I piloti di Formula 1 stanno manifestando una crescente apprensione nell’eseguire le consuete manovre difensive in pista, citando preoccupazioni riguardo a situazioni “imbarazzanti” e il potenziale di collisioni ad alta velocità. Questa ansia fa seguito a incidenti recenti, come il significativo schianto di Oliver Bearman al Gran Premio del Giappone.

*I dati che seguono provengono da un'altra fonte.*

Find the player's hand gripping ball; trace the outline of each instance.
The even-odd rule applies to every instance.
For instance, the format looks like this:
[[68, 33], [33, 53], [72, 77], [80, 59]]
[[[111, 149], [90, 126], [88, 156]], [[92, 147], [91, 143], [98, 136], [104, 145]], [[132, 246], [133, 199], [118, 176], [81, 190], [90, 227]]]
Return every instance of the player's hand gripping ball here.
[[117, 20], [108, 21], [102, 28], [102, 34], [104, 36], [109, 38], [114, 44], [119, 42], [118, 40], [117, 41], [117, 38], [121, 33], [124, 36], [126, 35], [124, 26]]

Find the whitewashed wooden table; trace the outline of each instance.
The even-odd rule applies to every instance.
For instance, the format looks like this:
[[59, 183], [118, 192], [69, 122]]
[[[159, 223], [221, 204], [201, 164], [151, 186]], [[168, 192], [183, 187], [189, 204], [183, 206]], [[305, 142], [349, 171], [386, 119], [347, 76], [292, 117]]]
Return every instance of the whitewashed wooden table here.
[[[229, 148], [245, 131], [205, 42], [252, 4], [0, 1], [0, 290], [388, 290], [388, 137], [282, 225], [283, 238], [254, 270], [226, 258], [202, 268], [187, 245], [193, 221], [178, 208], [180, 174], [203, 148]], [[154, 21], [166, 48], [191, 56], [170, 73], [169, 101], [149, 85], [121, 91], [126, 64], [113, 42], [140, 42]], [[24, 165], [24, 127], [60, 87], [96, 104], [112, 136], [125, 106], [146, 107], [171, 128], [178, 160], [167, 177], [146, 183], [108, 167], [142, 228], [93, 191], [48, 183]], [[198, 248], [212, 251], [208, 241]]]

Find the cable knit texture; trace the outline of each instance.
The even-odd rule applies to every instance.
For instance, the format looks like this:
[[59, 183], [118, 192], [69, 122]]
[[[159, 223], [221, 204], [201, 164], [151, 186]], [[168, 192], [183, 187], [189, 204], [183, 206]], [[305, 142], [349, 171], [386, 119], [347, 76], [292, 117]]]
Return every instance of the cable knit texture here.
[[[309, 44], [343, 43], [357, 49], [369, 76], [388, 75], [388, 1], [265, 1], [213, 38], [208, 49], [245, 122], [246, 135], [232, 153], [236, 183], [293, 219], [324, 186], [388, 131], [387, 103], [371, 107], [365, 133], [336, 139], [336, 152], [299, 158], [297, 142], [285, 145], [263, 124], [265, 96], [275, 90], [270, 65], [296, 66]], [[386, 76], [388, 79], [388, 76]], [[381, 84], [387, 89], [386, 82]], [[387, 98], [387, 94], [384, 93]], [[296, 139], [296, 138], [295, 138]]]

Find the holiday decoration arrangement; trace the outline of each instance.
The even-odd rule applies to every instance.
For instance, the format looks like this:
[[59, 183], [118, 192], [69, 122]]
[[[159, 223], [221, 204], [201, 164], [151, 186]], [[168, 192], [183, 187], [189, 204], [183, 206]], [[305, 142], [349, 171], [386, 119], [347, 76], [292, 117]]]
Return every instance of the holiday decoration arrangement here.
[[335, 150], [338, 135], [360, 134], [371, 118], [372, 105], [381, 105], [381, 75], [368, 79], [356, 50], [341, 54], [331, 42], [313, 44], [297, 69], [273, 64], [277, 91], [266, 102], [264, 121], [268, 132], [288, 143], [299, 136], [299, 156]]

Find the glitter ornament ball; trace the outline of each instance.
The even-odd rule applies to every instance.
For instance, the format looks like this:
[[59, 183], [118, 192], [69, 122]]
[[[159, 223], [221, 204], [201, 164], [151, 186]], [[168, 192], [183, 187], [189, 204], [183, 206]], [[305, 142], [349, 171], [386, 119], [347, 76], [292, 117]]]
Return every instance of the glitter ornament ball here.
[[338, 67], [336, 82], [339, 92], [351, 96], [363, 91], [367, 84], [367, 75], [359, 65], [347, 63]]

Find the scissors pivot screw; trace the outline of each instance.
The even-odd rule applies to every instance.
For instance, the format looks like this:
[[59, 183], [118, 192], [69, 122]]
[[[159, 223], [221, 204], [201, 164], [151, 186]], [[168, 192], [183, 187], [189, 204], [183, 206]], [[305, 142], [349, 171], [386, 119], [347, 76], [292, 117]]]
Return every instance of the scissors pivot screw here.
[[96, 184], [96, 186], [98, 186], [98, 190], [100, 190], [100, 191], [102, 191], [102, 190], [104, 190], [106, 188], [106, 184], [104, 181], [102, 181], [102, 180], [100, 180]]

In quell’occasione, si è verificato un notevole differenziale di velocità – circa 30 mph (circa 48 km/h) – mentre l’Alpine di Franco Colapinto stava recuperando energia nell’avvicinamento alla curva Spoon, cogliendo Bearman di sorpresa.
Il team principal della McLaren, Andrea Stella, aveva già segnalato le elevate velocità di avvicinamento come una preoccupazione chiave per la sicurezza durante i test pre-stagionali, e ora la questione è diventata un argomento centrale tra i piloti stessi.
Alex Albon ha rivelato che questo problema è stato un argomento centrale nei recenti briefing dei piloti. I piloti stanno ora, a quanto riferito, avendo “ripensamenti” prima di eseguire mosse difensive, temendo di poter cogliere di sorpresa un concorrente e causare un incidente simile a quello di Bearman. Albon ha suggerito potenziali soluzioni per mitigare il rischio, come rendere la “modalità SM” – probabilmente riferendosi a un’impostazione specifica del motore o del recupero di energia – “più stabile” o “meno potente”. Ha ipotizzato che potrebbe evolvere in qualcosa di più gestibile e controllabile, simile al sistema DRS, per armonizzare le velocità in pista.